「葦牙ジャーナル」59号(2005年8月) 巻頭言

グラムシ―リベラルか、それとも共産主義者か?

 《いりす》から『グラムシ思想探訪』が上梓された。グラムシと言えば、わが国では1950年代から60年代にかけて先進国革命のなかの「構造改革論」「修正主義理論」の創始者として受容された不幸な一面を背負っている。
 お膝元のイタリアでは、今また、グラムシをめぐって深刻な論争が続いているのをご存知だろうか。

 周知のように、70年代にレーニン型革命路線にたいするオールタナティブとして打ち出されたヨーロッパ共産主義路線の旗手とも喧伝されたイタリア共産党は、今から15年前に解散し、多数派を結集して社会民主主義政党に生まれ変わった左翼民主党と、共産主義再建派などの少数党派に分裂し今日にいたっている。
 私がイタリアに滞在した70年代後半から80年代初めにかけて、イタリア共産党の集会に顔を出せば必ずといってよいほど「グラムシ、トリアッティ、ロンゴ、ベルリングェル」とイタリア共産党員が誇り高く歴代指導者の名を唱和したものだった。
 ローマのベネツィア広場近く、ボッテゲ・オスクーレ通りにあった旧共産党本部3階の書記長執務室の壁には、いつもながらのグラムシの写真が掲げられていた。
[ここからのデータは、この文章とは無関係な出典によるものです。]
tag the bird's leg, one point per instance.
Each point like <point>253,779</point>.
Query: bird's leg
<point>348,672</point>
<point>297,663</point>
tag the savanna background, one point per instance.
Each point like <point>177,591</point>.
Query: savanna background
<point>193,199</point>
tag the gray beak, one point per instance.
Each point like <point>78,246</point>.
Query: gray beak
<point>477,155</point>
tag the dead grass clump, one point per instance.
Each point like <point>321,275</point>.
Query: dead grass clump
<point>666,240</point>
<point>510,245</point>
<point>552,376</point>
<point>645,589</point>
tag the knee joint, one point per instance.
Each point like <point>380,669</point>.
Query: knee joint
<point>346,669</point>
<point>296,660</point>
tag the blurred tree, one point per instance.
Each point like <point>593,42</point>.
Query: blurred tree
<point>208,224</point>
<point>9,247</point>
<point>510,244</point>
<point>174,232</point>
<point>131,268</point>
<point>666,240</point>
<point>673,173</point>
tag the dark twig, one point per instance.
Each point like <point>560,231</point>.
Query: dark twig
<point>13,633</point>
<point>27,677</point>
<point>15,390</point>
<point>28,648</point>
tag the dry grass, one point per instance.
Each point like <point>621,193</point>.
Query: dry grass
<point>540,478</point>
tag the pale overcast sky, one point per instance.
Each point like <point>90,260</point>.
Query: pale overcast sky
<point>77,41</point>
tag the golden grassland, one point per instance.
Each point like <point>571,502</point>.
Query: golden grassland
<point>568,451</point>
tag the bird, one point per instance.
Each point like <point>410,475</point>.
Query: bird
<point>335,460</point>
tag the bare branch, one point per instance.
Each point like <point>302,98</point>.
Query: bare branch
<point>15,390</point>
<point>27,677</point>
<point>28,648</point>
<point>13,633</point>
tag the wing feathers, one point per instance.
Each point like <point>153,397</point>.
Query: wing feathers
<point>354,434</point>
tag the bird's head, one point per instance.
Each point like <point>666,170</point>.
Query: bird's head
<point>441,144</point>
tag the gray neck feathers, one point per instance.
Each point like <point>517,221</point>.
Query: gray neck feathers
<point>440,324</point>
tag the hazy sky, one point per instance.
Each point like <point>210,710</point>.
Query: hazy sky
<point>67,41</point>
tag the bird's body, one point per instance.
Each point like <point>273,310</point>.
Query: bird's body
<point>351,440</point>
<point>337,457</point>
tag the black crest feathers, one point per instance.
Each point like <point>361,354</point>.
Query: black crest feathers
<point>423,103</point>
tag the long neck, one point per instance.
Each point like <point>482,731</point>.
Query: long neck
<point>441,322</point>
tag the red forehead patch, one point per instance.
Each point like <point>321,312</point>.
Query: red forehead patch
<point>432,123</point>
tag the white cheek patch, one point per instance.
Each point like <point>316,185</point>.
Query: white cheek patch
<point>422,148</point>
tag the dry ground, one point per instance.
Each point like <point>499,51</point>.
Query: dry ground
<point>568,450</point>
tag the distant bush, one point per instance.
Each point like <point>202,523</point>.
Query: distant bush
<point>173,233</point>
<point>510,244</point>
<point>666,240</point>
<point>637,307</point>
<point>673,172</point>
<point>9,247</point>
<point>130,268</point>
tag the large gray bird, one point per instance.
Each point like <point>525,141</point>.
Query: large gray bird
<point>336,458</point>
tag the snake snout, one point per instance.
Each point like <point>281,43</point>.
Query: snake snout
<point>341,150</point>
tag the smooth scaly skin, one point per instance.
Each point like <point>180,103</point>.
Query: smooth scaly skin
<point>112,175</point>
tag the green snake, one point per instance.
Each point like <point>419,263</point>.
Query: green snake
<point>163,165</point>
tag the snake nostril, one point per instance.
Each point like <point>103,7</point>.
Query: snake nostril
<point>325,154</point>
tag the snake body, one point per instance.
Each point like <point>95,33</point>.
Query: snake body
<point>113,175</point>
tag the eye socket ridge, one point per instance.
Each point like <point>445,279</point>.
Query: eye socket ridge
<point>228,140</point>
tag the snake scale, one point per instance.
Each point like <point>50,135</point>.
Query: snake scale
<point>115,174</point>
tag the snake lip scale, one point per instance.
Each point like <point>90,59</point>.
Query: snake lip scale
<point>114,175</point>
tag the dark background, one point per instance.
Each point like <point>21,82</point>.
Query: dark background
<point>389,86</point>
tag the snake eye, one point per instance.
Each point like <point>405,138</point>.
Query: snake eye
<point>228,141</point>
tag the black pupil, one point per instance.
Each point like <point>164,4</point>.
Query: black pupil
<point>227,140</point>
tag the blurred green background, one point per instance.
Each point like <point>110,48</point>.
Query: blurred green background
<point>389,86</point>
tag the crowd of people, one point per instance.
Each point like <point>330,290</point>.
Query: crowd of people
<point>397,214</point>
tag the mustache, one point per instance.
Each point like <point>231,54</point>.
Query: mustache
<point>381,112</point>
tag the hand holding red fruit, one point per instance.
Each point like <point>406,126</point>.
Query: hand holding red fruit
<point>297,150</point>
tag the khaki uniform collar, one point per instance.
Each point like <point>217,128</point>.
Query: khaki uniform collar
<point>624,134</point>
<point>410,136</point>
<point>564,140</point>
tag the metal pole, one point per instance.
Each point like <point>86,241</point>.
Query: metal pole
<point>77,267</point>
ところが今や左翼民主党幹部の執務室には、グラムシならぬJ・F・Kの写真が飾られていると聞いて驚いたことがある。数年前の風聞だから真相は謎につつまれているが、指導者の評価も時代が変われば変わるものである。


 さてグラムシをめぐる深刻な論争とは要約すればこうだ。一方の側は、“グラムシは本来イタリアの「リベラル思想」を受け継ぐ思想家であった”、“グラムシは獄中で共産主義者としての信念を棄て「民主主義」の理論家になろうと決意した”と主張する。言い換えれば、グラムシから「共産主義」というラベルをできるだけ払拭したいわけであろう。
 もう一方の側は、こういう手法はグラムシの歴史的真実をゆがめ、グラムシをグローバリゼーションを突き進めるネオ・リベラル思想にたいし迎合的態度をとる口実にしようというもので許せない、と鋭く批判する。遺憾ながら今のところ、両者が歩み寄る気配はなさそうだ。

 『グラムシ思想探訪』は「日本版刊行にあたって」において、グラムシの実用主義的解釈、言い換えればそのときどきの時代の要請に符号するかどうかという角度からグラムシの今日的意義を引き出そうとするのは正しい読み方ではない、と言っている。